There is no objective good, Brian. There is only opinion.
To legislate your opinion over someone else's is simply to destroy the diversity that is humanity. Save where others are faced with harm, people need the freedom to define their own paths, their own fates, their own accomplishments. Most will occasionally get it wrong, of course, but mistakes are the price we pay for growth. The greater good won't come from protecting people from their mistakes, but rather by helping them learn from them. First, of course, we have to learn from our own mistakes … a hurdle few will ever pass.
I know, I know, I'm only repeating myself.
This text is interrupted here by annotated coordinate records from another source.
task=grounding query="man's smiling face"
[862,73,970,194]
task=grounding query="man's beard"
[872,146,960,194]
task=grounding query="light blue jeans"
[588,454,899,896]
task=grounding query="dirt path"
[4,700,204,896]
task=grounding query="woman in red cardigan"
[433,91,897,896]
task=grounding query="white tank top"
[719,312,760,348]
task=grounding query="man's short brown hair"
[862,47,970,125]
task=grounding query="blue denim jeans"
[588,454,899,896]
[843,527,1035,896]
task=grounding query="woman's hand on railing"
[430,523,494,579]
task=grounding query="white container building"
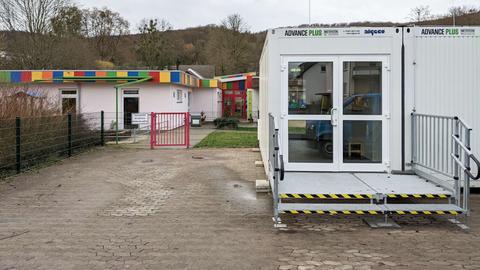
[258,27,480,226]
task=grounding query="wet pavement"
[0,147,480,270]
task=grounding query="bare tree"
[408,6,432,22]
[221,14,248,33]
[136,19,176,69]
[0,0,68,34]
[207,14,249,74]
[0,0,69,69]
[83,7,129,61]
[50,6,83,37]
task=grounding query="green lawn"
[195,130,258,148]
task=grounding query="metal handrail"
[450,135,480,180]
[268,113,284,226]
[411,112,480,214]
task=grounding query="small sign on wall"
[132,113,148,125]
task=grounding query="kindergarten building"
[0,70,222,127]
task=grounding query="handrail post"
[100,111,105,146]
[15,116,22,173]
[67,113,72,157]
[272,129,280,224]
[453,117,460,206]
[463,127,472,215]
[410,112,417,170]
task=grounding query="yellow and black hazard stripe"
[387,194,450,199]
[280,193,373,199]
[282,210,382,215]
[390,211,462,215]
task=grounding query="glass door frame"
[280,55,390,172]
[338,55,390,172]
[280,55,340,171]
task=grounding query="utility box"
[190,114,202,127]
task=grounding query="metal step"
[385,204,463,215]
[278,203,464,215]
[278,203,386,215]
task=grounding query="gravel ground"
[0,147,480,270]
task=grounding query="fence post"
[67,113,72,157]
[15,116,22,173]
[185,112,190,148]
[150,112,156,149]
[100,111,105,146]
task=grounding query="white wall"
[259,28,408,173]
[190,88,222,121]
[407,27,480,169]
[139,84,189,112]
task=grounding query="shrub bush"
[213,117,239,129]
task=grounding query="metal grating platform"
[278,172,452,199]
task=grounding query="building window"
[177,89,183,103]
[60,89,78,114]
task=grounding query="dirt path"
[0,148,480,270]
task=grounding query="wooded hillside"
[0,0,480,75]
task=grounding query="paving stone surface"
[0,147,480,270]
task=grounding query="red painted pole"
[150,112,155,149]
[185,112,190,148]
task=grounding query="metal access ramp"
[278,172,452,199]
[268,113,480,225]
[278,172,463,215]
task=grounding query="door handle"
[330,108,338,126]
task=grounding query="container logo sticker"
[421,28,468,36]
[285,29,323,37]
[323,29,338,36]
[365,29,385,36]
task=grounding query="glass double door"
[282,56,388,171]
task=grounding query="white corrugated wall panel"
[415,36,480,156]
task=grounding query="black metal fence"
[0,112,105,177]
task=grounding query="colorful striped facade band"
[0,70,220,88]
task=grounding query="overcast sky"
[74,0,480,31]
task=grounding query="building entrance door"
[282,56,388,171]
[223,90,247,118]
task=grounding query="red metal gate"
[150,112,190,149]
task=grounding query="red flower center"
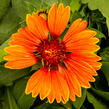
[35,39,66,68]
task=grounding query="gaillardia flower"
[4,3,101,103]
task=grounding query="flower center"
[36,39,66,68]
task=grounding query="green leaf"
[58,0,72,6]
[90,28,106,45]
[91,88,109,101]
[0,8,20,44]
[3,88,20,109]
[12,0,35,20]
[82,0,109,32]
[91,28,106,40]
[33,102,63,109]
[0,0,10,19]
[72,89,87,109]
[0,65,29,86]
[101,62,109,86]
[87,92,108,109]
[70,0,81,13]
[0,49,7,62]
[100,47,109,62]
[13,79,35,109]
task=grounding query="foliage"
[0,0,109,109]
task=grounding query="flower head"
[4,3,101,103]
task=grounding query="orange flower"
[4,3,101,103]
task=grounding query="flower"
[4,3,101,103]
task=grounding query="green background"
[0,0,109,109]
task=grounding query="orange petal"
[4,45,37,69]
[26,13,49,40]
[59,65,81,98]
[48,70,69,103]
[25,68,51,100]
[64,58,97,82]
[48,3,70,37]
[63,19,87,42]
[70,51,102,70]
[63,29,96,44]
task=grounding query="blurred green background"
[0,0,109,109]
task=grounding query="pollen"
[34,39,66,68]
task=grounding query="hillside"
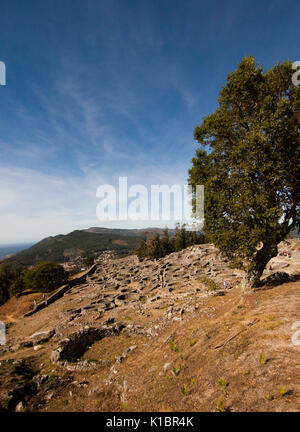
[2,230,142,265]
[0,239,300,411]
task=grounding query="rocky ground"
[0,239,300,411]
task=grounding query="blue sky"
[0,0,300,244]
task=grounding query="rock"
[88,386,99,396]
[33,345,43,351]
[15,402,24,412]
[29,329,55,345]
[163,362,172,372]
[45,392,54,401]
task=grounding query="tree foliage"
[24,261,68,292]
[189,57,300,286]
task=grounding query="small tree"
[189,57,300,286]
[24,261,68,292]
[83,256,95,267]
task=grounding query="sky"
[0,0,300,244]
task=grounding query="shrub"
[24,261,68,292]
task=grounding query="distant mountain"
[3,227,174,265]
[290,229,300,238]
[83,227,175,237]
[0,243,33,259]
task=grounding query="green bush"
[24,261,68,292]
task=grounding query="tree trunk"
[246,243,278,288]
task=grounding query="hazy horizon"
[0,0,300,244]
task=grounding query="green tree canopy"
[189,57,300,286]
[24,261,68,292]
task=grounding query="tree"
[161,227,174,256]
[189,57,300,286]
[24,261,68,292]
[83,256,95,267]
[0,263,24,305]
[135,238,147,259]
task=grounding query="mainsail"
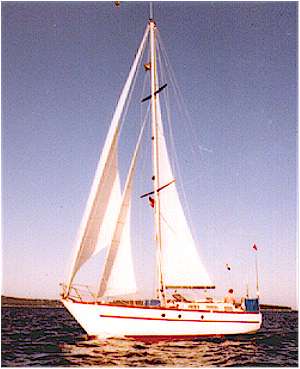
[68,27,148,290]
[156,96,212,288]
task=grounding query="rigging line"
[160,32,211,158]
[118,34,146,137]
[98,103,148,297]
[157,33,199,244]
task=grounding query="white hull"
[62,299,262,339]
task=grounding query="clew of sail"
[156,96,213,288]
[98,119,146,297]
[67,27,149,290]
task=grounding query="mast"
[149,18,166,305]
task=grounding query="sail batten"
[156,96,213,288]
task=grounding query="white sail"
[157,96,212,288]
[68,27,148,289]
[98,119,146,297]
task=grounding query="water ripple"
[1,308,298,367]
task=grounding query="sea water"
[1,307,298,367]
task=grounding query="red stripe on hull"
[100,314,259,324]
[125,334,224,343]
[66,300,259,315]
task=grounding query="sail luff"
[150,20,165,304]
[67,26,149,294]
[97,119,146,297]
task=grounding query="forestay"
[68,27,149,290]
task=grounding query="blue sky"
[2,2,298,307]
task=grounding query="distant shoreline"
[1,296,296,311]
[1,296,63,308]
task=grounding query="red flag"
[149,196,155,208]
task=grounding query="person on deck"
[224,288,236,305]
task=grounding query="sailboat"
[61,9,262,341]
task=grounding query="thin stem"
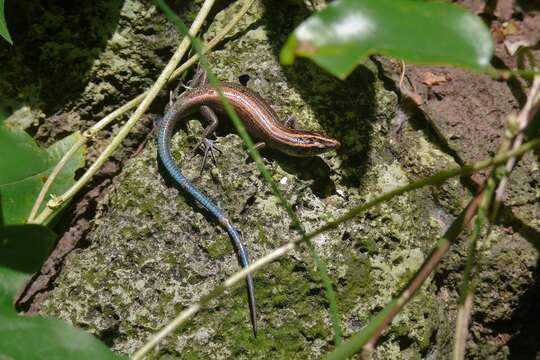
[327,71,540,359]
[31,0,215,223]
[491,75,540,221]
[133,139,540,359]
[155,0,341,343]
[452,177,496,360]
[28,0,255,223]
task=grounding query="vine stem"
[27,0,255,224]
[133,139,540,360]
[325,71,540,360]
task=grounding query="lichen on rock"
[35,2,536,359]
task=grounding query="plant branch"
[28,0,255,223]
[133,134,540,360]
[327,71,540,360]
[154,0,341,344]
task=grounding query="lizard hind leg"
[187,65,208,88]
[192,105,222,176]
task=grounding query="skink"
[158,71,339,336]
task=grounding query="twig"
[154,0,341,344]
[28,0,255,223]
[133,139,540,360]
[327,71,540,359]
[28,0,262,223]
[452,175,496,360]
[491,75,540,221]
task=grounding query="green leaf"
[0,313,121,360]
[0,266,29,314]
[280,0,493,78]
[0,225,56,273]
[0,0,13,44]
[0,122,84,224]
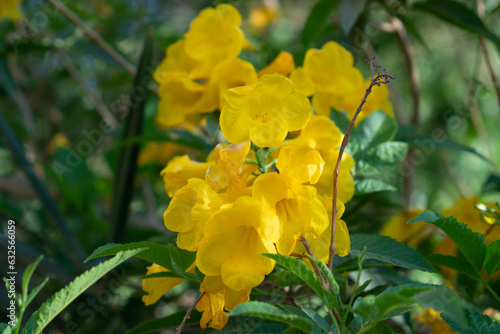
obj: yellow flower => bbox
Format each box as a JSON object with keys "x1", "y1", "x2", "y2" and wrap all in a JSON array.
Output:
[
  {"x1": 163, "y1": 178, "x2": 223, "y2": 251},
  {"x1": 205, "y1": 141, "x2": 250, "y2": 194},
  {"x1": 160, "y1": 155, "x2": 213, "y2": 197},
  {"x1": 196, "y1": 276, "x2": 250, "y2": 330},
  {"x1": 276, "y1": 145, "x2": 325, "y2": 184},
  {"x1": 280, "y1": 115, "x2": 344, "y2": 159},
  {"x1": 196, "y1": 196, "x2": 279, "y2": 291},
  {"x1": 142, "y1": 263, "x2": 195, "y2": 306},
  {"x1": 137, "y1": 142, "x2": 184, "y2": 166},
  {"x1": 198, "y1": 58, "x2": 257, "y2": 112},
  {"x1": 185, "y1": 4, "x2": 245, "y2": 79},
  {"x1": 220, "y1": 74, "x2": 311, "y2": 147},
  {"x1": 0, "y1": 0, "x2": 21, "y2": 21},
  {"x1": 153, "y1": 40, "x2": 198, "y2": 84},
  {"x1": 252, "y1": 172, "x2": 328, "y2": 255},
  {"x1": 304, "y1": 41, "x2": 363, "y2": 95},
  {"x1": 250, "y1": 0, "x2": 279, "y2": 31},
  {"x1": 290, "y1": 67, "x2": 316, "y2": 96},
  {"x1": 259, "y1": 51, "x2": 295, "y2": 77},
  {"x1": 156, "y1": 74, "x2": 205, "y2": 128},
  {"x1": 295, "y1": 196, "x2": 351, "y2": 263}
]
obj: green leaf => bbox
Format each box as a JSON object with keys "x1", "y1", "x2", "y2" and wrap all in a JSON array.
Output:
[
  {"x1": 301, "y1": 0, "x2": 339, "y2": 47},
  {"x1": 22, "y1": 255, "x2": 43, "y2": 310},
  {"x1": 125, "y1": 310, "x2": 202, "y2": 334},
  {"x1": 413, "y1": 0, "x2": 500, "y2": 46},
  {"x1": 229, "y1": 301, "x2": 314, "y2": 332},
  {"x1": 408, "y1": 211, "x2": 486, "y2": 270},
  {"x1": 353, "y1": 284, "x2": 446, "y2": 330},
  {"x1": 356, "y1": 141, "x2": 408, "y2": 174},
  {"x1": 85, "y1": 241, "x2": 196, "y2": 273},
  {"x1": 427, "y1": 254, "x2": 477, "y2": 278},
  {"x1": 441, "y1": 309, "x2": 500, "y2": 334},
  {"x1": 351, "y1": 234, "x2": 434, "y2": 272},
  {"x1": 23, "y1": 249, "x2": 144, "y2": 334},
  {"x1": 484, "y1": 240, "x2": 500, "y2": 278},
  {"x1": 308, "y1": 255, "x2": 340, "y2": 296},
  {"x1": 264, "y1": 254, "x2": 336, "y2": 309},
  {"x1": 110, "y1": 35, "x2": 153, "y2": 242},
  {"x1": 346, "y1": 109, "x2": 398, "y2": 160},
  {"x1": 340, "y1": 0, "x2": 366, "y2": 35},
  {"x1": 354, "y1": 179, "x2": 396, "y2": 195}
]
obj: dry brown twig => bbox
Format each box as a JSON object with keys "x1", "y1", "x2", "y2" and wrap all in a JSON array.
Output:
[
  {"x1": 328, "y1": 58, "x2": 397, "y2": 270},
  {"x1": 175, "y1": 291, "x2": 205, "y2": 334}
]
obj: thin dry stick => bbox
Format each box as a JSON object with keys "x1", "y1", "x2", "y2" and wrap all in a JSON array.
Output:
[
  {"x1": 48, "y1": 0, "x2": 137, "y2": 75},
  {"x1": 299, "y1": 236, "x2": 330, "y2": 291},
  {"x1": 328, "y1": 58, "x2": 397, "y2": 270},
  {"x1": 175, "y1": 291, "x2": 205, "y2": 334}
]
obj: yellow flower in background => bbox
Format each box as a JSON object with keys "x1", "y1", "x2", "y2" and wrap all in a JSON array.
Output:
[
  {"x1": 185, "y1": 4, "x2": 246, "y2": 79},
  {"x1": 295, "y1": 196, "x2": 351, "y2": 263},
  {"x1": 290, "y1": 67, "x2": 316, "y2": 96},
  {"x1": 163, "y1": 178, "x2": 223, "y2": 251},
  {"x1": 0, "y1": 0, "x2": 21, "y2": 21},
  {"x1": 196, "y1": 196, "x2": 279, "y2": 291},
  {"x1": 142, "y1": 263, "x2": 195, "y2": 306},
  {"x1": 220, "y1": 74, "x2": 311, "y2": 147},
  {"x1": 249, "y1": 0, "x2": 279, "y2": 31},
  {"x1": 258, "y1": 51, "x2": 295, "y2": 77},
  {"x1": 205, "y1": 141, "x2": 250, "y2": 195},
  {"x1": 137, "y1": 142, "x2": 186, "y2": 166},
  {"x1": 153, "y1": 40, "x2": 198, "y2": 84},
  {"x1": 160, "y1": 155, "x2": 213, "y2": 197},
  {"x1": 304, "y1": 41, "x2": 363, "y2": 95},
  {"x1": 156, "y1": 75, "x2": 205, "y2": 128},
  {"x1": 198, "y1": 58, "x2": 258, "y2": 112},
  {"x1": 196, "y1": 276, "x2": 250, "y2": 330}
]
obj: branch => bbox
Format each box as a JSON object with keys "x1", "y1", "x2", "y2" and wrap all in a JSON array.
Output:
[
  {"x1": 328, "y1": 58, "x2": 397, "y2": 270},
  {"x1": 175, "y1": 291, "x2": 205, "y2": 334},
  {"x1": 48, "y1": 0, "x2": 137, "y2": 75}
]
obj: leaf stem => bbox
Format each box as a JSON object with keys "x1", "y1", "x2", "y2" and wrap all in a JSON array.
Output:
[{"x1": 328, "y1": 58, "x2": 396, "y2": 270}]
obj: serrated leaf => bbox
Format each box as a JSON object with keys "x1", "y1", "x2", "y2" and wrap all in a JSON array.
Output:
[
  {"x1": 346, "y1": 110, "x2": 398, "y2": 160},
  {"x1": 22, "y1": 255, "x2": 45, "y2": 309},
  {"x1": 340, "y1": 0, "x2": 366, "y2": 35},
  {"x1": 264, "y1": 254, "x2": 336, "y2": 309},
  {"x1": 484, "y1": 240, "x2": 500, "y2": 278},
  {"x1": 301, "y1": 0, "x2": 339, "y2": 47},
  {"x1": 125, "y1": 310, "x2": 202, "y2": 334},
  {"x1": 441, "y1": 309, "x2": 500, "y2": 334},
  {"x1": 354, "y1": 179, "x2": 396, "y2": 195},
  {"x1": 229, "y1": 301, "x2": 314, "y2": 332},
  {"x1": 351, "y1": 234, "x2": 434, "y2": 272},
  {"x1": 408, "y1": 211, "x2": 486, "y2": 270},
  {"x1": 413, "y1": 0, "x2": 500, "y2": 47},
  {"x1": 85, "y1": 241, "x2": 196, "y2": 272},
  {"x1": 353, "y1": 284, "x2": 446, "y2": 329},
  {"x1": 23, "y1": 248, "x2": 144, "y2": 334},
  {"x1": 427, "y1": 254, "x2": 477, "y2": 278}
]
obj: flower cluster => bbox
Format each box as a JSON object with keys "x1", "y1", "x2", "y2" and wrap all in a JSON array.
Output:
[{"x1": 143, "y1": 4, "x2": 391, "y2": 329}]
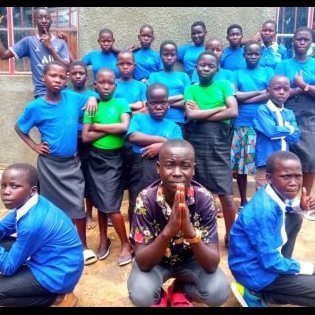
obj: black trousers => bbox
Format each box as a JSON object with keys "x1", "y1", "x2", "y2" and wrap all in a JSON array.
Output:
[
  {"x1": 0, "y1": 237, "x2": 57, "y2": 307},
  {"x1": 259, "y1": 213, "x2": 315, "y2": 306}
]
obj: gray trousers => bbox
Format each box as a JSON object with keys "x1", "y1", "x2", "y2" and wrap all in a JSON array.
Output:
[
  {"x1": 258, "y1": 213, "x2": 315, "y2": 306},
  {"x1": 128, "y1": 258, "x2": 230, "y2": 306}
]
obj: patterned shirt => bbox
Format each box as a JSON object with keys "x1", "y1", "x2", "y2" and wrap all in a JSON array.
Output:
[{"x1": 130, "y1": 180, "x2": 218, "y2": 266}]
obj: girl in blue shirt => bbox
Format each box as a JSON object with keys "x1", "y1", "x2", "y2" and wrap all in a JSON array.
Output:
[{"x1": 231, "y1": 41, "x2": 273, "y2": 207}]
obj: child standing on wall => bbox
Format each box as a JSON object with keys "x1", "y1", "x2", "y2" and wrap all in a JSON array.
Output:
[{"x1": 82, "y1": 68, "x2": 132, "y2": 266}]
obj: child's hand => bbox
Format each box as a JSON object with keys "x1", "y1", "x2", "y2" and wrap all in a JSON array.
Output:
[
  {"x1": 300, "y1": 187, "x2": 315, "y2": 210},
  {"x1": 33, "y1": 141, "x2": 50, "y2": 155},
  {"x1": 185, "y1": 101, "x2": 200, "y2": 110},
  {"x1": 142, "y1": 142, "x2": 163, "y2": 159}
]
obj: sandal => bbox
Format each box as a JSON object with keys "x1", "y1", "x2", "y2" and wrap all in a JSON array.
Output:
[
  {"x1": 150, "y1": 289, "x2": 168, "y2": 307},
  {"x1": 167, "y1": 285, "x2": 194, "y2": 307}
]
I guess that makes it my turn again?
1) Most people grassroots really are against homosexual marriage
And forty years ago, most people were against equality for blacks as well. Fortunately, human rights aren't granted by majority vote, nor even by the government. Our role, at best, is to acknowledge such rights as the will of God. Or fail to acknowledge, as is so often the case throughout history.
2) Preservation of traditional marriage is a defensive not an offensive move …
Really? Personally, I find current prejudices very offensive.
Those who wish only to defend traditional marriage need do nothing, because traditional marriage is in no danger. It will continue to exist, just as it should. After all, the marriage, intermittent affairs, divorce, remarriage, more affairs, another divorce, a third marriage, ad nauseum, hurts no one except those directly involved. It would be a bit hypocritical of me to suggest traditional marriage in the 21st Century should be better regulated. No harm, no foul works both ways.
3) … And when the variation has become widespread, much trouble has accompanied.
Unsupported fear is a poor reason to deprive others of basic human rights. It's a common reason, I'll grant you, but a poor one nonetheless.